9.2 Markdown Persistent Storage

Item Details
Gap JSON files for session data — limited readability, no metadata
Ref NanoClaw: db.ts (19K LOC) — messages, tasks, sessions, groups
Impl Markdown files (YAML frontmatter) — structured storage with no new dependencies

Storage Structure:

/opt/usr/share/tizenclaw/
├── sessions/{id}.md       ← YAML frontmatter + ## role headers
├── logs/{YYYY-MM-DD}.md   ← Daily skill execution tables
└── usage/{id}.md          ← Per-session token usage

Target Files:

  • session_store.hh — new structs (SkillLogEntry, TokenUsageEntry, TokenUsageSummary), Markdown serialization methods
  • session_store.cc — Markdown parser/writer, YAML frontmatter, legacy JSON auto-migration, atomic file writes

Done When:

  • Session history saved as Markdown (JSON → MD auto-migration)
  • Skill execution logs as daily Markdown tables
  • Daemon restart preserves all data

9.3 Token Counting per Model

Item Details
Gap No awareness of context window consumption
Ref OpenClaw: per-model accurate token counting
Impl Parse usage field from each backend response → store in Markdown

Target Files:

  • llm_backend.hh — added prompt_tokens, completion_tokens, total_tokens to LlmResponse
  • gemini_backend.cc — parse usageMetadata
  • openai_backend.cc — parse usage + fix insert() ambiguity bug
  • anthropic_backend.cc — parse usage.input_tokens/output_tokens
  • ollama_backend.cc — parse prompt_eval_count/eval_count
  • agent_core.cc — token logging after every LLM call, skill execution timing

Done When:

  • Token usage logged per request
  • Per-session cumulative usage tracked in Markdown files
  • Skill execution duration measured via std::chrono and logged

Phase 10: Security Hardening ✅

Goal: Tool execution safety, credential protection, audit trail

10.1 Tool Execution Policy System

Item Details
Gap All LLM-requested tools execute unconditionally
Ref OpenClaw: tool-policy.ts (whitelist/blacklist)
Plan Per-skill risk_level + loop detection + policy violation feedback

Done When:

  • Side-effect skills (send_app_control, terminate_app, schedule_alarm, control_display, control_haptic, control_led, control_power, control_volume, send_notification) marked risk_level: "high" or "medium"
  • Read-only skills (get_battery_info, get_wifi_info, get_bluetooth_info, list_apps, get_device_info, get_display_info, get_system_info, get_runtime_info, get_storage_info, get_system_settings, get_network_info, get_sensor_data, get_package_info, get_thermal_info, get_data_usage, get_sound_devices, get_media_content, get_mime_type, scan_wifi_networks, scan_bluetooth_devices, get_metadata) marked risk_level: "low"
  • Same skill + same args repeated 3x → blocked (loop prevention)
  • Policy violation reason fed back to LLM as tool result
  • Configurable policy via tool_policy.json (max_repeat_count, blocked_skills, risk_overrides)

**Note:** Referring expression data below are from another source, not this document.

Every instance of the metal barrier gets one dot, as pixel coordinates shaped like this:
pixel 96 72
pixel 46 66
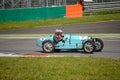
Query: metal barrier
pixel 92 7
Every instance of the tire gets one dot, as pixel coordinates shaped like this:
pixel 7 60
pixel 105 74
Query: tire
pixel 57 50
pixel 88 47
pixel 98 44
pixel 48 46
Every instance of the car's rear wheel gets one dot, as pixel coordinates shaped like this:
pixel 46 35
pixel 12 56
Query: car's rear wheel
pixel 88 47
pixel 98 44
pixel 48 46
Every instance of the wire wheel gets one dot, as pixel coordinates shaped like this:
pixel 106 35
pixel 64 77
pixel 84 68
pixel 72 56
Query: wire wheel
pixel 98 44
pixel 88 47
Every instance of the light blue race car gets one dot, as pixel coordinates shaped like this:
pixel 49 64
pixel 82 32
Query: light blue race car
pixel 54 43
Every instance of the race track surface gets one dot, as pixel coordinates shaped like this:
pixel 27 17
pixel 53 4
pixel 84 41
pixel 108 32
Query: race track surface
pixel 97 27
pixel 28 46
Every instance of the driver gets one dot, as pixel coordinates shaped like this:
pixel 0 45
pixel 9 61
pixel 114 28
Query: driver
pixel 58 35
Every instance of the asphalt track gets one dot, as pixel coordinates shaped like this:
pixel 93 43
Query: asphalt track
pixel 28 46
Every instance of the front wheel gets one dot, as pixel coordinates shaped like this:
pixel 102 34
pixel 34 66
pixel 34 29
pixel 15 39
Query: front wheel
pixel 98 44
pixel 48 46
pixel 88 47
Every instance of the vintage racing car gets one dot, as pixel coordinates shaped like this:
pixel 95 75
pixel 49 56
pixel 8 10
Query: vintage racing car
pixel 60 41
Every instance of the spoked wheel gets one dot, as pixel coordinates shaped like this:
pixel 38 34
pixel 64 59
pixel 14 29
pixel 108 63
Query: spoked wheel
pixel 98 44
pixel 88 47
pixel 48 46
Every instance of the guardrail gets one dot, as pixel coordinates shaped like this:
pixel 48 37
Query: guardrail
pixel 92 7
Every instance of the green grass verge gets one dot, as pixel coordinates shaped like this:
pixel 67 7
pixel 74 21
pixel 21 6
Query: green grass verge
pixel 61 21
pixel 59 68
pixel 44 35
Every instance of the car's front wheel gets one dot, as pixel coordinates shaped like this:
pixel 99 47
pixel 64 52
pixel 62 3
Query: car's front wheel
pixel 88 47
pixel 98 44
pixel 48 46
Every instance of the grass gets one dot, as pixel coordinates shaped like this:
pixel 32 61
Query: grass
pixel 61 21
pixel 59 68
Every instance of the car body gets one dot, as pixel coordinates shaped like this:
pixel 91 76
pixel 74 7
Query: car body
pixel 69 41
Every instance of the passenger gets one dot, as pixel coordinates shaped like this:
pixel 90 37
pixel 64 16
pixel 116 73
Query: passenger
pixel 58 35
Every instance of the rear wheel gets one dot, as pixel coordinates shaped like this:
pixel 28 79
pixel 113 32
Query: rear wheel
pixel 98 44
pixel 88 47
pixel 48 46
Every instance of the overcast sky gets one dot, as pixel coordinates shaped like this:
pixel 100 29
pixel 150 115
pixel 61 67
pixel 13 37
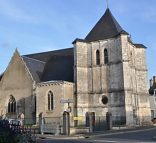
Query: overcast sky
pixel 39 25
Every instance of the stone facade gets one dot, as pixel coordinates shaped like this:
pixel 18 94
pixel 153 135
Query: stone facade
pixel 123 80
pixel 110 75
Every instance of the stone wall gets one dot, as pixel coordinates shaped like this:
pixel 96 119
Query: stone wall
pixel 17 82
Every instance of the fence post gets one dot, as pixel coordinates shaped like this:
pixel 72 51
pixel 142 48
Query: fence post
pixel 66 123
pixel 109 120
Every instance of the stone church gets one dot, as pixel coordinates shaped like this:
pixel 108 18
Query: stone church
pixel 104 72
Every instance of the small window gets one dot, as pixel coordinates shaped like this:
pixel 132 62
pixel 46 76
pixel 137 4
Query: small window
pixel 50 101
pixel 105 56
pixel 12 105
pixel 97 57
pixel 104 99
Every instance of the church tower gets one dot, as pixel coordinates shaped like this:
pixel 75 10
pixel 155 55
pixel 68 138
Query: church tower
pixel 110 74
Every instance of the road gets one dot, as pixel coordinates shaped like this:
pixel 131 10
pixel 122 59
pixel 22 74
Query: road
pixel 135 136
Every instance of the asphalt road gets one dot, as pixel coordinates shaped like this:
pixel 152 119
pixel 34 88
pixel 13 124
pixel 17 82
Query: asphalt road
pixel 135 136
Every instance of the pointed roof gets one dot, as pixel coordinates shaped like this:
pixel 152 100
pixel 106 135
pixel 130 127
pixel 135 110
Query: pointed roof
pixel 107 27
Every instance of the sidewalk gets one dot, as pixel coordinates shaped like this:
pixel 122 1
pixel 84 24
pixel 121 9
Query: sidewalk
pixel 94 134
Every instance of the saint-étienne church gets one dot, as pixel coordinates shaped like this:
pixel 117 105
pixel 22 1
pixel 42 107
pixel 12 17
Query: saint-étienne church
pixel 104 72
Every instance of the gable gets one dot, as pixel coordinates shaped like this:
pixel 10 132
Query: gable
pixel 16 75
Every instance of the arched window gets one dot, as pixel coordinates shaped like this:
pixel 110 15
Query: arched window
pixel 97 57
pixel 12 105
pixel 50 101
pixel 105 56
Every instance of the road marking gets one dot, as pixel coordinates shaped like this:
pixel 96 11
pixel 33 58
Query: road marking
pixel 105 141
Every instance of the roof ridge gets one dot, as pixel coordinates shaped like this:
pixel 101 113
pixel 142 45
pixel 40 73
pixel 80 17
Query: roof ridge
pixel 107 27
pixel 33 59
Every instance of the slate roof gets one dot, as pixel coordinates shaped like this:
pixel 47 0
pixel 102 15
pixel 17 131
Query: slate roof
pixel 107 27
pixel 35 67
pixel 52 65
pixel 1 76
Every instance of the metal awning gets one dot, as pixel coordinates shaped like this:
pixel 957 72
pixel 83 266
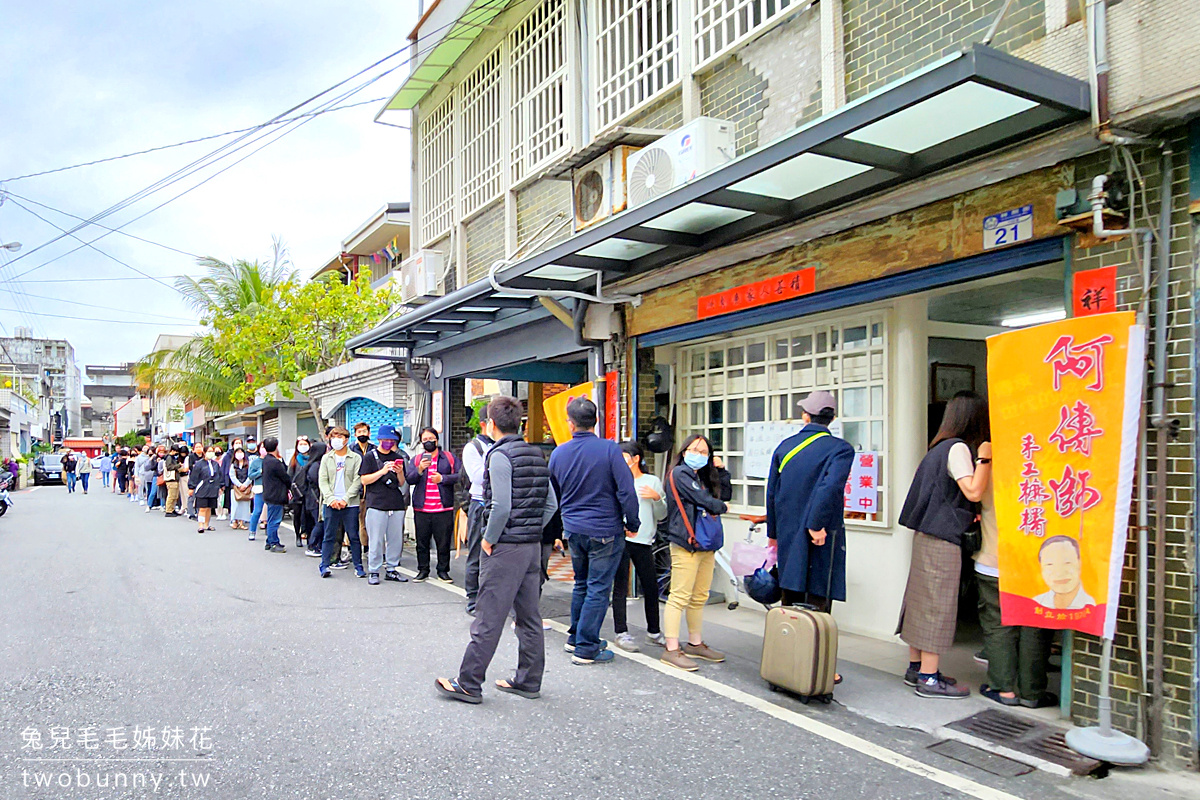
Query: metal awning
pixel 959 108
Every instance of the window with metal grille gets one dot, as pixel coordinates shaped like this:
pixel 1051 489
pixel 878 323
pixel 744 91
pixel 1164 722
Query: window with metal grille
pixel 538 47
pixel 733 383
pixel 720 25
pixel 481 119
pixel 437 155
pixel 636 55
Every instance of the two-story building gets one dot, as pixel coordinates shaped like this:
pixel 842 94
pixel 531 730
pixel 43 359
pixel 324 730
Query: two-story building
pixel 714 208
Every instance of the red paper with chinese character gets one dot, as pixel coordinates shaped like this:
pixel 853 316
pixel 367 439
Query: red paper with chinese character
pixel 1065 400
pixel 784 287
pixel 1096 292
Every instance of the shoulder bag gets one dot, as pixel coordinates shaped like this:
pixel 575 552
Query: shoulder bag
pixel 708 534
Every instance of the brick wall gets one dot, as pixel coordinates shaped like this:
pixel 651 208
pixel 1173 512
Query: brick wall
pixel 1181 613
pixel 887 40
pixel 538 204
pixel 485 241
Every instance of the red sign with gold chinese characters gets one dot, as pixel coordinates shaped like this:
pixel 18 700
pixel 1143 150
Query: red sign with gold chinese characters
pixel 1065 401
pixel 761 293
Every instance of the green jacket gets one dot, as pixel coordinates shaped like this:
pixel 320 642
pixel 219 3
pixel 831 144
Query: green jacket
pixel 328 475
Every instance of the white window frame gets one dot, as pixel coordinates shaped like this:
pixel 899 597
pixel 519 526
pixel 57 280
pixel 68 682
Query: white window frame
pixel 622 86
pixel 720 26
pixel 480 118
pixel 712 380
pixel 541 89
pixel 436 161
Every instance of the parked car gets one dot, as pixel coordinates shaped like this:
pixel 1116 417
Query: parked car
pixel 48 469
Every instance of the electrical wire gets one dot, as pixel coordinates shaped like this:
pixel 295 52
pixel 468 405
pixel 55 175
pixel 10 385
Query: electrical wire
pixel 13 197
pixel 210 158
pixel 181 144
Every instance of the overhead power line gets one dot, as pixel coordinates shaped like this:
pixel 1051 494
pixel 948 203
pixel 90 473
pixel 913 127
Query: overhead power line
pixel 181 144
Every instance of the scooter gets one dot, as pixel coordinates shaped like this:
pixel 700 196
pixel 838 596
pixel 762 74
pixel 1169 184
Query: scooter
pixel 5 500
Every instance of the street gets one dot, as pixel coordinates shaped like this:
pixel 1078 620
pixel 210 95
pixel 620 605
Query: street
pixel 283 685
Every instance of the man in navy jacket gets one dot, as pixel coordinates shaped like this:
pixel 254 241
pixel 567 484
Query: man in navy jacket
pixel 805 492
pixel 597 499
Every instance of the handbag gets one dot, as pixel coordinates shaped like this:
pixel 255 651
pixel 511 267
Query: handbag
pixel 708 534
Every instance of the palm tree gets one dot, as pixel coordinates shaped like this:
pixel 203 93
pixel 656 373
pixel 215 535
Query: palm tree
pixel 195 372
pixel 229 288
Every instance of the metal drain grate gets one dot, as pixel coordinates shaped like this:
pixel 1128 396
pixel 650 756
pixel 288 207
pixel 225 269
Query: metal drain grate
pixel 1026 737
pixel 979 758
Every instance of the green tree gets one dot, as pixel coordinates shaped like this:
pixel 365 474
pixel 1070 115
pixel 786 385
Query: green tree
pixel 303 330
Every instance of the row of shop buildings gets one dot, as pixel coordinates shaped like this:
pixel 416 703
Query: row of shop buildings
pixel 876 187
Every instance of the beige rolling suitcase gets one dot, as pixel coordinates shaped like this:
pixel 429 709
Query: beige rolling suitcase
pixel 799 653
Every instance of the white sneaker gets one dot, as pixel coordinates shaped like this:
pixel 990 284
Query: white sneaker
pixel 627 642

10.2 API Key Encrypted Storage

Item Details
Gap API keys plaintext in llm_config.json
Ref OpenClaw: secrets/ · NanoClaw: stdin delivery
Plan GLib SHA-256 key derivation + XOR stream cipher (device-bound encryption)

Done When:

  • Encrypted storage with ENC: prefix + base64 format (backward compatible with plaintext)
  • Device-bound key derivation from /etc/machine-id via GLib GChecksum
  • CLI migration tool: tizenclaw --encrypt-keys [config_path]
  • Auto-decrypt at startup in AgentCore::Initialize()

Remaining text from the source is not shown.